İngiliz dergisi, Başkan Obama'nın gelecek ay Avrupa gezisi çerçevesinde Türkiye'ye de geleceğine işaret ederek böylece Obama'nın yönetimindeki ilk 100 günü içerisinde bir Müslüman ülkesini ziyaret etme taahhüdünü yerine getirmiş olacağını kaydetti.

Obama'nın ziyaretinin Türkiye'nin öneminin teyidi

Türk yetkililerinin Obama'nın bu kararından çok memnun olduklarını, bir ABD başkanının ilk defa Yunanistan'a da gitmeden Türkiye'yi ziyaret edeceğine dikkat çektiklerini belirten dergi, bu yetkililerin Obama'nın Türkiye'ye bir Avrupa gezisi kapsamında gelecek olmasının da, Türkiye'nin NATO'daki öneminin teyidi ve Amerika'nın AB üyeliğine destek mesajı gibi yorumladıklarını yazdı.

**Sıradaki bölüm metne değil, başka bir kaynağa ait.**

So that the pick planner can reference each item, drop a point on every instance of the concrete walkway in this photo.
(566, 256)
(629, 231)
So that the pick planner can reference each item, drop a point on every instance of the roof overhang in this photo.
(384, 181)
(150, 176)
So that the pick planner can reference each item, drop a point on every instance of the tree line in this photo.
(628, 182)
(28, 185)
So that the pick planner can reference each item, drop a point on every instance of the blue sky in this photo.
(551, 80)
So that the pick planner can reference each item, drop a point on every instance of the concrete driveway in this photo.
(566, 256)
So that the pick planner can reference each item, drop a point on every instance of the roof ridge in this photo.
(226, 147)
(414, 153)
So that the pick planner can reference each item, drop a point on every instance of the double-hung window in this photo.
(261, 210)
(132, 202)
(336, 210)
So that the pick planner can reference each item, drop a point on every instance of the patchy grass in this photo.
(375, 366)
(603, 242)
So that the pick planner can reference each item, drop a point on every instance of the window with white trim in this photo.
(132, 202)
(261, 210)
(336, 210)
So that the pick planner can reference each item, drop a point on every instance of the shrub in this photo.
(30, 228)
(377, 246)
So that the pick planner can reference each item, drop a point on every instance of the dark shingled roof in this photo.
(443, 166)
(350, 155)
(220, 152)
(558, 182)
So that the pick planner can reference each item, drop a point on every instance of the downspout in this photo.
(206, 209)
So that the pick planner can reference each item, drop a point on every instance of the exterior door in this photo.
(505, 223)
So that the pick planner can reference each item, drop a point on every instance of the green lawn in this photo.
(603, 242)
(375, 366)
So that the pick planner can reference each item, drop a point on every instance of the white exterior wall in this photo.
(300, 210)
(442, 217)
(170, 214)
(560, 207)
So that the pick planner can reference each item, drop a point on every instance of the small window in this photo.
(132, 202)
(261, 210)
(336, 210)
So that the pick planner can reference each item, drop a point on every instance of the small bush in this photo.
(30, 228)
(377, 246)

Analizde üst düzey bir Türk yetkilisinin Türkiye-ABD ilişkilerinden bir "altın çağı"ndan söz ettiği belirtilirken iki ülke arasında önemli işbirliği alanları arasında Arap-İsrail anlaşmazlığı, ABD ile İran arasında diyaloğun açılması, Irak'ın istikrarlaştırılması ve boru hatları sayıldı.

"Hamekei ilk defa bir NATO ülkesi lideri kabul etti"

The Economist bu konuların arasında en önemlisinin belki İran olduğunu belirtirken de Cumhurbaşkanı Abdullah Gül'ün Tahran ziyaretini anımsatarak İran dini lideri Ali Hamenei'nin ilk defa NATO üyesi bir ülkenin liderini kabul ettiğine dikkat çekti. Analizde Gül'ün İran'ı Obama Yönetiminin uzattığı zeytin dalını kabul etmeye çağırdığı, İran'ın ise, Washington'dan Daha çok güven artırıcı adımlar istediğini söylediği kaydedildi.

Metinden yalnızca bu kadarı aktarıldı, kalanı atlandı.